America is embroiled in a raging food fight, and one of the main battle lines concerns whom to blame for this country’s poor eating habits and consequent health problems caused by our diets. The good news is that despite a lot of media hype to the contrary, personal responsibility is holding its own as the primary weapon in the waistline wars.
Rather than focusing on gaps in personal responsibility, today’s culture of complaint blames nefarious outside forces imposing bad dietary decisions on unwitting individuals as the main cause of obesity. ABC News did a special a little over a year ago titled “How to Get Fat Without Really Trying,” a fatalistic look at how factors beyond our control grow the girth.

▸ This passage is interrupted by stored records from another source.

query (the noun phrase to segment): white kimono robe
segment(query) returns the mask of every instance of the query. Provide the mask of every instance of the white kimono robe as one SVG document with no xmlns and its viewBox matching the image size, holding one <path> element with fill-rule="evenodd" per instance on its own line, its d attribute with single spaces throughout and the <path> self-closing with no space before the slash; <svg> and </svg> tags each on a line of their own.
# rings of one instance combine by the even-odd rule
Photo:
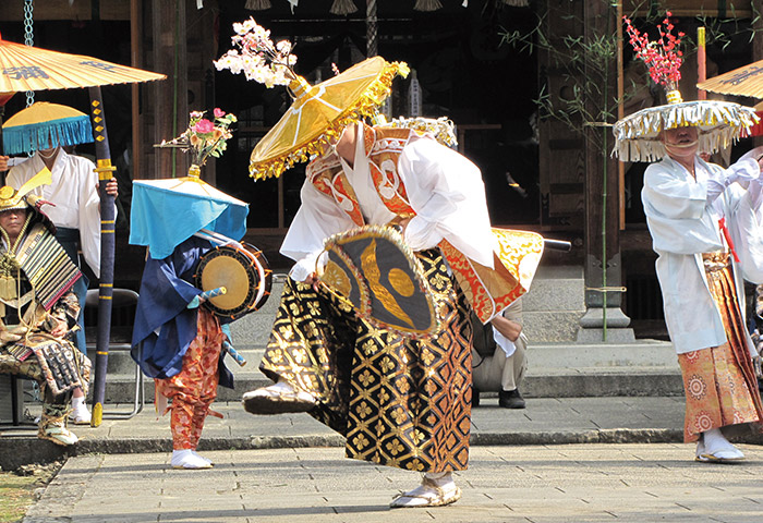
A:
<svg viewBox="0 0 763 523">
<path fill-rule="evenodd" d="M 739 264 L 732 260 L 732 267 L 742 315 L 743 279 L 763 282 L 761 185 L 753 181 L 749 190 L 744 190 L 732 183 L 715 202 L 707 204 L 708 179 L 723 181 L 732 171 L 756 178 L 758 162 L 741 159 L 724 170 L 698 157 L 694 166 L 697 181 L 680 163 L 665 157 L 646 169 L 641 193 L 653 248 L 659 255 L 655 265 L 663 291 L 665 323 L 678 354 L 727 341 L 702 264 L 702 253 L 727 250 L 718 228 L 719 218 L 726 218 L 740 258 Z M 756 355 L 749 335 L 746 341 L 750 354 Z"/>
<path fill-rule="evenodd" d="M 358 139 L 353 167 L 344 160 L 341 163 L 366 223 L 383 224 L 393 219 L 395 214 L 384 205 L 372 182 L 362 139 Z M 458 153 L 423 137 L 412 138 L 403 148 L 398 173 L 416 212 L 405 228 L 409 246 L 423 251 L 446 239 L 464 255 L 492 268 L 496 240 L 480 169 Z M 310 174 L 301 196 L 302 206 L 281 245 L 281 254 L 298 262 L 291 270 L 296 281 L 304 281 L 315 271 L 327 236 L 356 227 L 332 198 L 315 188 Z"/>
<path fill-rule="evenodd" d="M 44 167 L 39 153 L 35 153 L 27 161 L 10 170 L 7 183 L 17 190 Z M 52 183 L 35 188 L 32 194 L 55 204 L 55 207 L 46 206 L 44 211 L 56 227 L 80 230 L 85 262 L 99 278 L 100 197 L 96 188 L 98 174 L 94 169 L 95 165 L 87 158 L 68 155 L 61 149 L 51 171 Z"/>
</svg>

Last year CATO Institute analyst Radley Balko summed it up well, when he wrote, “A growing army of nutritionist activists and food industry foes are egging the process on. Margo Wootan of the Center for Science in the Public Interest has said ‘we’ve got to move beyond ‘personal responsibility.’ ” Where this is all heading, according to Mr. Balko, is clear: government intervention — in the form of new regulations on restaurants and food companies and increased litigation prompted by exotic legal theories for trial lawyers — all in the name of fighting obesity.

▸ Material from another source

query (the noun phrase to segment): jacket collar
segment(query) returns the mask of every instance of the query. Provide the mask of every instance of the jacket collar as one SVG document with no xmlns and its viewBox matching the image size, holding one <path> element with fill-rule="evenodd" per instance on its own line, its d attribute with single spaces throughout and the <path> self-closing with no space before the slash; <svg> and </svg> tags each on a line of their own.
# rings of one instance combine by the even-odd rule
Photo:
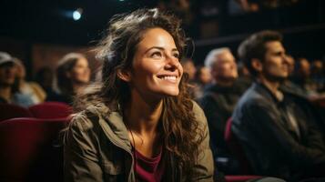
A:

Fortunately, most voters still believe that responsibility in these food fights lies with individuals and parents, not the government or food companies.
In a recent poll conducted by Dutko Worldwide (800 registered voters, March 21-26, 2005), we asked voters “who bears the greatest responsibility for obesity” in the United States — individuals, parents, doctors, schools, restaurants, food companies or nutrition educators. An overwhelming majority of voters (63 percent) believes “individuals themselves” bear the greatest responsibility, followed next by parents (22 percent). Not only are these results impressive for those advocating more personal responsibility, but the percentage that believe food companies (4 percent), restaurants (2 percent) and schools (1 percent) bear responsibility is stunningly low, given all the media attention implicating these institutions in the obesity crisis.
Moreover, as the other charts indicate, personal responsibility is consistently strong as a response across all gender, age and partisan categories.
Americans may hear and read a lot these days about the external culprits in the obesity food fight. But it appears that most voters believe looking in the mirror reveals both the cause and the effect of our country’s battle of the bulge.